In terms of the hometown horses, there's a nice symmetry: on the one hand, Proxy (Tapit) could give his sire three of the top five chances in his quest for the Derby that would crown his resume; on the other, here's Mandaloun (Into Mischief) bidding to consolidate the emergence of a no-less-remarkable stallion as a Classic influence, following Authentic (Into Mischief) last year and now Life Is Good.
Obviously this evolution, with the improvement of Into Mischief's books, has long been a pretty blatant trend. The real straw in the wind was Audible, out of Gilded Time mare and conceived at $20,000, when a strong-finishing third to Justify (Scat Daddy) in the 2018 Derby. Mandaloun obviously has a lot more to work with, in the seeding of his Juddmonte family.

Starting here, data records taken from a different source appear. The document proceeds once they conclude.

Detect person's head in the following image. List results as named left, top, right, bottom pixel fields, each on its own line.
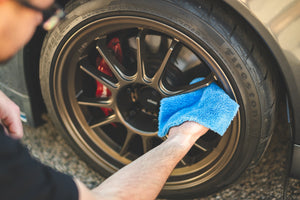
left=0, top=0, right=62, bottom=62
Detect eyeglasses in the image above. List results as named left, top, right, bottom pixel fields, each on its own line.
left=17, top=0, right=65, bottom=31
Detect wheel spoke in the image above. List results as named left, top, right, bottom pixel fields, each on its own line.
left=90, top=114, right=117, bottom=128
left=141, top=136, right=152, bottom=153
left=80, top=61, right=119, bottom=93
left=120, top=130, right=135, bottom=156
left=96, top=38, right=133, bottom=85
left=180, top=159, right=187, bottom=166
left=194, top=143, right=207, bottom=151
left=136, top=30, right=149, bottom=82
left=77, top=95, right=112, bottom=108
left=151, top=40, right=178, bottom=86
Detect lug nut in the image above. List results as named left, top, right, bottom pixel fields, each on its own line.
left=129, top=110, right=136, bottom=117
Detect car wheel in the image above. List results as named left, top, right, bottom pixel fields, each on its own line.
left=40, top=0, right=276, bottom=199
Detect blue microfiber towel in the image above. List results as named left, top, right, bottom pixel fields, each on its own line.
left=158, top=78, right=239, bottom=137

The question now is whether Into Mischief might even keep building in the manner of Danehill and Mr. Prospector, breed-shaping stallions who wildly diversified what started out as a speed brand. Even as it is, however, there are valuable lessons in what he's doing.
Because if Into Mischief is getting stock to carry their speed, that is not necessarily simply down to classy two-turn mares. The dam of Audible, remember, won a few sprints running for $4,000 or $5,000 at Mountaineer and Finger Lakes. So really, if we recognize Into Mischief as an extremely important horse, we also have to take on board an extremely important message–and that's to view pedigrees in the round, as a composite of diverse, entwined strands.

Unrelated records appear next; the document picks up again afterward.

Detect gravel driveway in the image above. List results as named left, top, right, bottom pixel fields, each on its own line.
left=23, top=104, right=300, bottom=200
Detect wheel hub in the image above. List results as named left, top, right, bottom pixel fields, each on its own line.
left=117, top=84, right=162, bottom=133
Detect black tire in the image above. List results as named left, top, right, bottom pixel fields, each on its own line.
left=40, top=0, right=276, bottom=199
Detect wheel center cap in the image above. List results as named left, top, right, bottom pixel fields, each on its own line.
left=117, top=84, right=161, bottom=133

Where are these horses finding their stamina? Well, just in back-of-an-envelope terms, let's remind ourselves that the first three dams of Into Mischief's sire Harlan's Holiday are by Affirmed, Honest Pleasure and Princequillo. The latter, obviously a welcome linchpin in any pedigree, also surfaces behind Into Mischief's dam, the celebrated Leslie's Lady (Tricky Creek): her granddam is by One For All, whose damsire was Princequillo. (And moreover out of a very gifted mare by a monster European staying influence in Sea-Bird (Fr). And while her own sire never gets enough credit, Tricky Creek's first three dams, similarly, were by His Majesty, Nijinsky and Swaps. (The latter, moreover, enters the equation through none other than the Darby Dan foundation mare Soaring.)

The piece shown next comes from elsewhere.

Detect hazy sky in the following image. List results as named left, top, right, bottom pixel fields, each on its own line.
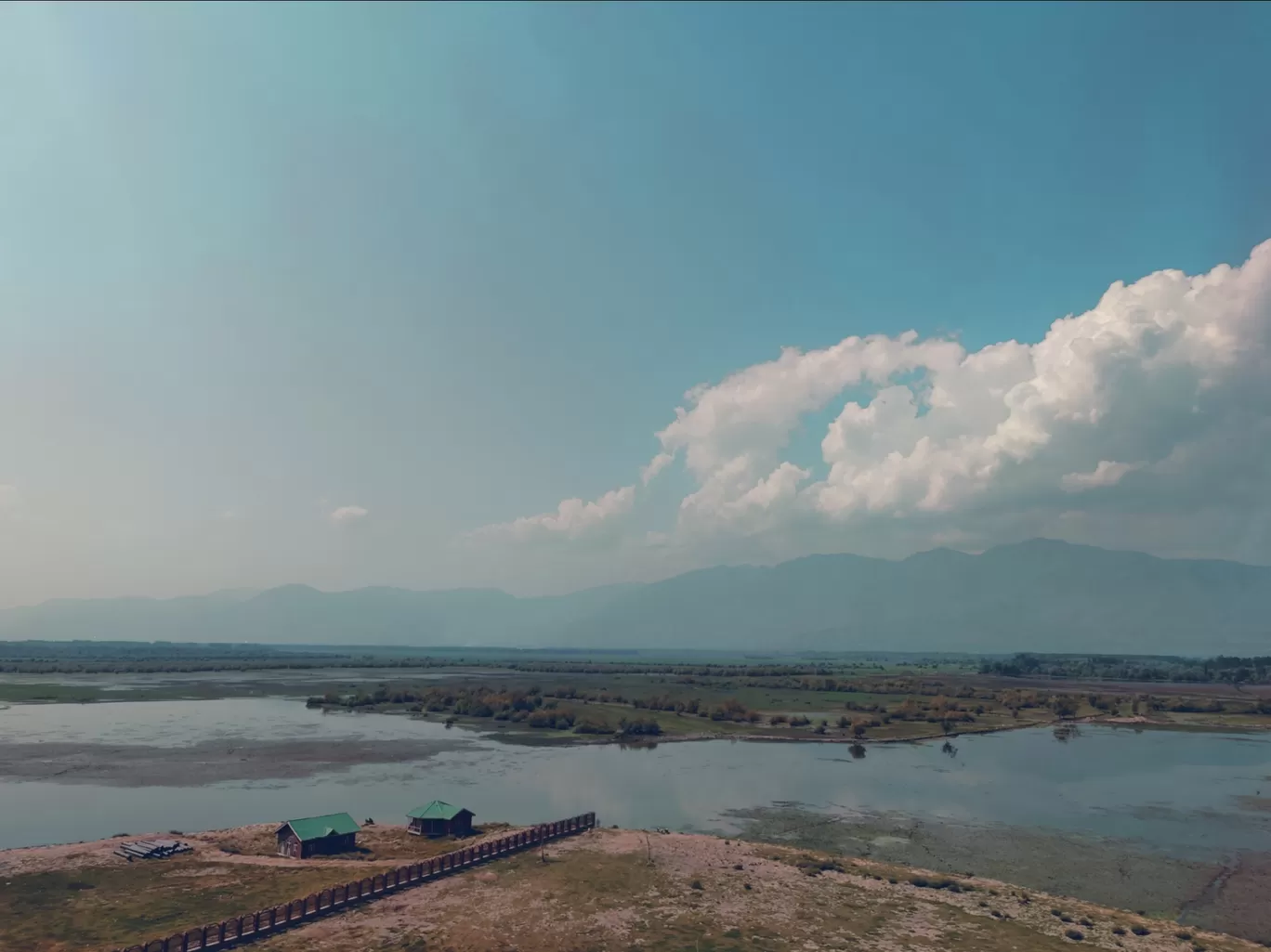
left=0, top=4, right=1271, bottom=605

Obviously, there are plenty of people who will persist in telling you that Leslie's Lady has produced Into Mischief, Mendelssohn (Scat Daddy) and Beholder (Henny Hughes) through some occult alchemy with the Storm Cat line. We still await a coherent explanation why we should disregard all the other illustrious names across the pedigree. Happily, the $8.2 million given in 2019 for a yearling filly out of Leslie's Lady by American Pharoah, obviously an entirely different sire-line, confirms that Leslie's Lady–by a sire who ended up standing at $2,500 in New Mexico, and a mare once claimed for $5,000–is getting due credit where it counts.
The way things are going, nobody could be too surprised if Into Mischief were to end up someday siring a Belmont winner. For now, that remains Tapit's preserve, and the pair of them meanwhile are closing on the Derby in a gripping contest of styles and status. The Louisiana Derby, then, is a skirmish within that wider battle, with Proxy borrowing Mandaloun's Risen Star trick by trying blinkers. It's another round in two separate bouts: one between the leading New Orleans sophomores; the other between two of their sires.
However things play out, let's absorb the rebuke of Into Mischief against all simplistic systemization. Pedigrees are not interstate highways. They're complex city grids, and we can only hope to reach our destination by ensuring that all possible routes maintain the quality regardless.